The ten year highschool reunion will be held in August. I had a wonderful high school experience, but as I reflect on these past ten years, I can not convince myself to go. So much has changed since then. As I look back into my highschool past I realize how much of who I was is not who I am. Sometimes I grieve that. I am reluctant to go to the reunion because I feel that somehow I have failed; failed at becoming who I could have been.

In October, it will also be ten years since my dad died. Ten years in which my world shifted and my experiences grew and my understanding of life changed, because my life irreparably changed. I never figured out how to build a sand castle when part of my foundation washed away with the waves.

I once read a quote that said, “When something tragic happens in your youth, you tend to feel that age for the rest of your life.”  I have often felt this way. I feel like I spent the past decade kind of lost. I have made grown up decisions without feeling grown up. Time and life have moved forward without my permission and sometimes I feel like I am digging my feet in the sand and resisting with all my might, but no matter how hard I try, I am pulled into the future anyway.

I will turn 29 this fall and officially be in the last year of my twenties. And I’m oh so glad. I’m so ready not to be in this lost place anymore. I am so ready not to feel like I am still 18 holding on to dreams that will never come true. I am so ready not to spend the next ten years of my life in a blanket of fog, stuck in the middle of who I was and who I am. I am so ready to embrace myself as a woman.

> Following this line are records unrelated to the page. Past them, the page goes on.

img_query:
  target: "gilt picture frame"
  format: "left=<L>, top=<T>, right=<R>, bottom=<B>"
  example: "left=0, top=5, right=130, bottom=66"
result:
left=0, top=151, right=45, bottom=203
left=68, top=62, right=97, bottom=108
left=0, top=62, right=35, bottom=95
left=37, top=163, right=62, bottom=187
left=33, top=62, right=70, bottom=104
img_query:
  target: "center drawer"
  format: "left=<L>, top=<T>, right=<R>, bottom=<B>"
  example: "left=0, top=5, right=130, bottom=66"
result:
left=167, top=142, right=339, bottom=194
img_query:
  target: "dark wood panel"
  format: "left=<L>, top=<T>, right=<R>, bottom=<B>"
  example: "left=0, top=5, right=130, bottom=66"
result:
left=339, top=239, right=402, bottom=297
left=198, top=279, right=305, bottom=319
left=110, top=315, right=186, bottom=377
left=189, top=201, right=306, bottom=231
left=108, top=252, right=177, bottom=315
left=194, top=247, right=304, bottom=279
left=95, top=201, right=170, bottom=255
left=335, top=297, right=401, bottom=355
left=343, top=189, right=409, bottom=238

Sometimes I miss the 18-year-old girl. Almost all of the time, I miss her dreams of grandeur. But as much as I may want to,  I will never be that girl again. I think it’s time to let her go. I think it’s time to stop holding on to her standards of beauty and dreams and perfection. I will never be a size zero again, or be famous, or look at the world through the innocence tinted glasses I wore at 18.

If you google my full maiden name, you get a lot of links. She was important. But she’s not here anymore.

If you google my name now, you will not find me. I am lost among laundry and dishes and toddler tantrums. I am buried under bouts of depression. As it turns out, I never turned into anything special.

It took me 18 years to become the person that had so much going for her before. It will take time to create myself again.

It’s not too late to start, is it?

Unexpected Gifts

Sometimes the thoughts in my mind are so intense and feverish and many that they threaten to trample over each other until they erupt from my fingertips onto the page.

Sometimes the darkness in my mind contrasts so sharply with the bright white of the screen that I can not organize a thought.

Sometimes the blank canvas in my mind so is so accurately reflected in the blank canvas of the screen that I hate to dirty it with the stain of intimate thoughts.

But always, I find this space to be calming. Always waiting for me to come back and fill it. Always there to let me explore the collage of thoughts floating in my mind, tearing through to the surface, gasping for the first breath of life, when I type them here and give them a voice.

Always, here, I find myself at peace. In the solitude of writing, in the solitude of self exploration, where I allow my world to be quiet and listen to myself. Always, here, I find a new piece of me. Always, here, I discover inspiration.

I listen to myself most often at night, when the house is dark except for the faint light coming in through the window. When the world is quiet except for the sounds of my husband and my son breathing next to me in bed. Where my cat curls up at my feet and my breath falls in tune with the people I cherish. It is then that I can stop, and listen, and learn things that I already knew, but never took the time to process. In these moments I am at peace. And in these moments I can reflect here.

This blog is my place of peace for my thoughts and my inner stillness. Listening to the words that so desperately accumulate in my mind and then pour onto this page has inspired me. Giving myself this place of solitude to write and reflect and grow has turned into an unexpected gift.

Have you given yourself an unexpected gift?